Faced with the ultimatum of choosing between the belts he unified in his 12-round instant classic against Akira Yaegashi last month, Ioka (10-0, 6KO) decided to ditch the one he carried into the fight.
Ioka marched to unification quicker than any fighter in boxing history, securing a second belt at strawweight in just his 10th pro bout. The means in which he collected both titles were hardly cherry-pickers, scoring an upset stoppage win over Oleydong Sithsamerchai last February and then outlasting Akira Yaegashi in a potential Fight of the Year candidate this past June.
The win over Yaegashi was a historic event on many fronts. In addition to Ioka winning his second belt so early in his career, the bout served as the first ever unification fight between two Japanese fighters.
Sadly, the groundbreaking moment in Japan’s rich boxing history was never meant to be celebrated for very long. It was known going into the fight that the winner would have to make a decision within 10 days of the fight to decide which title he was going to keep, due to separate mandatory defenses.
Ioka – who was making the 4th defense of the WBC belt in the unification match – decided to part with the green belt, representatives from his team informed Boxingscene.com over the weekend.
The decision means that mandatory challenger and ‘silver’ titlist Denver Cuello gets his long awaited shot at a belt. It just won’t come against the man he and his handlers have been unmercifully calling out in the press for the past several months.
Given his youth and the fact that he’s still growing, there stands a good chance that Ioka will wind up dumping his WBA belt as well and moving up to the 108 lb. division in the very near future. Such a move would allow Yaegashi to re-enter the mix without so much as a title eliminator. It would be only right for the 29-year old, who has now been in back-to-back Fight of the Year-level ring wars.
Yaegashi entered the clash well-rested after being taken to hell and back in a title winning effort against Pornsawan Porpramook last October. Anyone who saw the bout immediately hailed it as the slam dunk choice for 2011 Fight of the Year.
It’s possible the diminutive slugger repeats in that category, as the June 20 unification bout with Ioka was an instant classic. Yaegashi was forced to fight with a swollen shut left eye for nearly the duration of the night, but never stopped coming forward or throwing. Ioka absorbed a tremendous amount of punishment as well, but was able to regroup and rally down the stretch to eke out a well-earned unanimous decision.
The historic win adds to the Ioka legacy; his uncle – Hiroki Ioka – still holds the distinction of becoming the youngest Japanese fighter in history to win a major title. The win also made him the first ever champion in the strawweight division when it was created more than 20 years ago.
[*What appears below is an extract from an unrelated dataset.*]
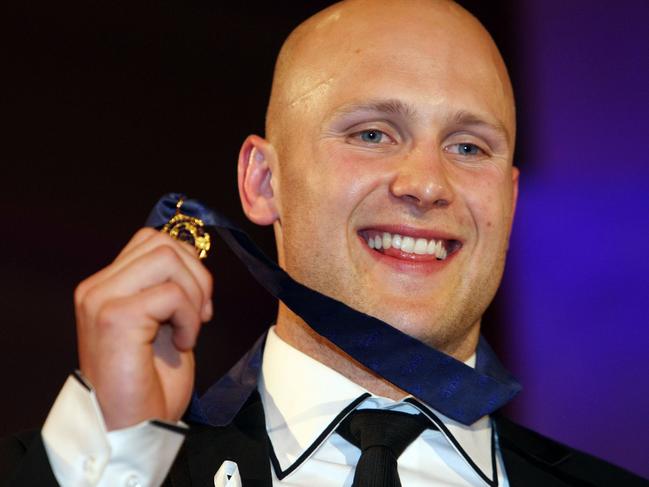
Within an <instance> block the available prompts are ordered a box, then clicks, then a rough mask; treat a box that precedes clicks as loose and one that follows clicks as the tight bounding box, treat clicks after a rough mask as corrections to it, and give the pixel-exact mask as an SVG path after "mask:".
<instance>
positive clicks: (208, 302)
mask: <svg viewBox="0 0 649 487" xmlns="http://www.w3.org/2000/svg"><path fill="white" fill-rule="evenodd" d="M212 311H213V309H212V300H211V299H208V300H207V302H206V303H205V305H203V316H204V317H205V321H209V320H211V319H212Z"/></svg>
At just 23, Ioka – a highly decorated amateur as a teen – has plenty of time to continue to make history. It’s just a matter of where and when he next lands.
Meanwhile, Cuello can now prepare for a vacant title shot. The Filipino southpaw is coming off of a terrific 2nd round knockout of credible contender Ganigan Lopez this past May for his 10th straight – all by knockout. Two wins prior in late ‘11, Cuello earned mandatory status with a 1st round knockout over Carlos Perez.
A list of approved opponents for the forthcoming vacant title fight has yet to be assembled.